Ich durchkämmte sofort die einschlägigen Anzeigen auf Immobilienscout24.de und erkannte rasch, dass das ein teurer Spaß würde. Vielleicht ein einzelner Arbeitsplatz in einer Bürogemeinschaft? Eigentlich auch unverhältnismäßig teuer. Und überhaupt: Je länger ich nachdenke … Habe ich nicht eigentlich alles, was ich zum Schreiben brauche? Mache ich mir nicht etwas vor, wenn ich glaube, Investitionen schreiben Bücher? Suche ich nicht schon wieder nach Gründen und Ausflüchten, was angeblich dafür verantwortlich ist, dass ich nicht mehr und disziplinierter schreibe?
Wenn ich ehrlich zu mir selbst bin, muss ich das bejahen. Denn die Zeugen Jehovas klingeln bei mir schon lange nicht mehr, und die Kölner Bucht ist weitgehend tektonisch stabil. Auch sonst habe ich keine störenden Einflüsse. Und ich habe jeglichen Platz zum Schreiben, den ich mir wünsche. Ich habe ein gemütliches Wohnzimmer mit einer kleinen Schreibecke und einem eigens dazu angeschafften Sekretär. Wenn ich mich umdrehe, ist dort mein eigenes Schreibzimmer mit Schreibtisch und Bücherwand. Auch im Rest der Wohnung kann ich tun, was ich will. Niemand runzelt die Stirn, wenn ich die Wohnzimmertür mit Tafelfolie beklebe und mit Flüssigkreidestiften Plotideen draufkritzele. Niemand mault über die vielen Bücher, die überall rumliegen (Merke: Wenn es Bücher sind, ist es keine Unordnung!), oder wenn ich schon wieder Notizbücher kaufe.

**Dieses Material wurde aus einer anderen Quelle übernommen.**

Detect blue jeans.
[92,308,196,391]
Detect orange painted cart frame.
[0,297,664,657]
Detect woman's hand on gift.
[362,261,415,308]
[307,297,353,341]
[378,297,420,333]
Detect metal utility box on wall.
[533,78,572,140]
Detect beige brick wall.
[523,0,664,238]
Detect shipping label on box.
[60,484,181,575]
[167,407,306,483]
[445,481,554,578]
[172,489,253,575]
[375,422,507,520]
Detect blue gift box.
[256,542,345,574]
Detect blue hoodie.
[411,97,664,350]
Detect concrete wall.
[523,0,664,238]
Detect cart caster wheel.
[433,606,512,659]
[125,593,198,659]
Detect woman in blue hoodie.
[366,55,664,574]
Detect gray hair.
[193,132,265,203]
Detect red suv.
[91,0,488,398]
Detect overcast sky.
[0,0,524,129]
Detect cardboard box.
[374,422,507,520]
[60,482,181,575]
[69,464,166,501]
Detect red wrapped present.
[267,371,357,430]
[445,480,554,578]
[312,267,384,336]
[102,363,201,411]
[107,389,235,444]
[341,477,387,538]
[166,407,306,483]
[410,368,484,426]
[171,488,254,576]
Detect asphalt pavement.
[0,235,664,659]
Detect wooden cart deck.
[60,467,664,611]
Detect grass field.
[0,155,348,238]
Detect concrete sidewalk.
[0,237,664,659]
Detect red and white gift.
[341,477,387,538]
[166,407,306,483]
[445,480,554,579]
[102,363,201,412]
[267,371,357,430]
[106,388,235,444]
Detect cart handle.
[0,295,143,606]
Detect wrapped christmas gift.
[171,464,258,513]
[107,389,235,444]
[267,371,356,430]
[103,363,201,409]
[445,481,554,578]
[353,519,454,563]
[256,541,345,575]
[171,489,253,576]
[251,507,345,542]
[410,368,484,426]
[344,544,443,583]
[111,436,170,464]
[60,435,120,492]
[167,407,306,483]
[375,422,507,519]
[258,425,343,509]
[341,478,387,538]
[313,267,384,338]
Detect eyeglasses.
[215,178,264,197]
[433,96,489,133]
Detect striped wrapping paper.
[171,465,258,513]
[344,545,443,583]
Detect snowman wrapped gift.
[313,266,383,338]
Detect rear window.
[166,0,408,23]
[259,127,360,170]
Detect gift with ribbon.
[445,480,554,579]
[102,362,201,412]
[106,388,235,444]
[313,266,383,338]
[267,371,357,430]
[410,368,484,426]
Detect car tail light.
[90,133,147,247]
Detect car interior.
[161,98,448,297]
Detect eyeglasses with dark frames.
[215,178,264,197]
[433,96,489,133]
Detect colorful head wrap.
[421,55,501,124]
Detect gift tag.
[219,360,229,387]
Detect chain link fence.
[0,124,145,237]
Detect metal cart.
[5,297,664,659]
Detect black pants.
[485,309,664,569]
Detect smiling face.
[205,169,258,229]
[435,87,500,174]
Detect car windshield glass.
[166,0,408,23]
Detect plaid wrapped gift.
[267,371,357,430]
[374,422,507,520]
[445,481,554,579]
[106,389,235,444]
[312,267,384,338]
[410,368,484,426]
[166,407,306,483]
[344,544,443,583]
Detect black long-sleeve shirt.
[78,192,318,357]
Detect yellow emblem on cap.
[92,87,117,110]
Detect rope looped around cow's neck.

Woran liegt es also, dass ich so schwer zu Potte komme? Am fehlenden Schreibzimmer jedenfalls nicht. Auch nicht daran, dass ich meine Umgebung nicht gut ausblenden könnte, wenn ich außerhalb meiner vier Wände unterwegs bin. Ich habe schon total produktive Schreibsessions in mit 300 km/h dahin brausenden ICEs, in Biergärten, in überfüllten Cafès und in Irish Pubs, umgeben von hundert betrunkenen Iren und oder Briten, bei 100 Dezibel Rockmusik aus den Boxen hinter mich gebracht. Jetzt gerade sitze ich in Köln auf dem Alter Markt vor dem Corkonian, hinter mir fiedelt eine Studentin auf der Geige, neben mir pickt ein Dutzend Tauben an einem Dönerbrotrest, und ich schreibe seit zwei Stunden mit viel Spaß diesen Artikel bei einem, zwei, drei gepflegten Pint Guinness. Allein: Es passiert zu selten. Also, das Schreiben, nicht das Bier trinken. Würde ich so viel schreiben wie Bier trinken, wäre ich vermutlich einer der produktivsten Autoren der Neuzeit. Aber kaum bin ich zu Hause, lasse ich mich von allen dort vorhandenen Möglichkeiten zur Bequemlichkeit zu leicht hinreißen: Couch, Fernseher, Kühlschrank, Internet, alles verlockt zum Pause machen. Wie schade um die Zeit und die vielen kreativen Gedanken! Es macht mich regelrecht traurig, wenn ich an mein leise weinendes Manuskript denke (schönen Gruß an die wunderbare Madita Kohrt, die mir dieses lyrische Bild in einem Tweet beschert hat).
Einen wichtigen Denkanstoß lieferte mir die Autorin Toni Scott mit ihrem Beitrag zur Blogparade. Sie schreibt in ihrem Beitrag wunderbar poetisch über ihren Garten und ihr Schreibzimmer als Denkräume. Es sei ihr nicht so wichtig, wo sie schreibe, sondern dass sie Denkräume habe und frei von Ablenkung sei. Denkräume. Kreativräume. Können das meine Zauberworte werden? Ricarda Howe schreibt in ihrem Berliner Refugium, Toni Scott in ihrem Garten oder dem Schreibzimmer, letztes Jahr besuchte ich einen Maler in Leipzig, der in einem Keller, der nach allem anderen, aber nicht nach einem Atelier aussieht, seine Bilder malt. Und ich? Letztlich läuft es auf dasselbe hinaus: Ich habe alle Möglichkeiten. Ich muss aus dem Raum, den ich habe, einen Denkraum, einen Kreativraum machen.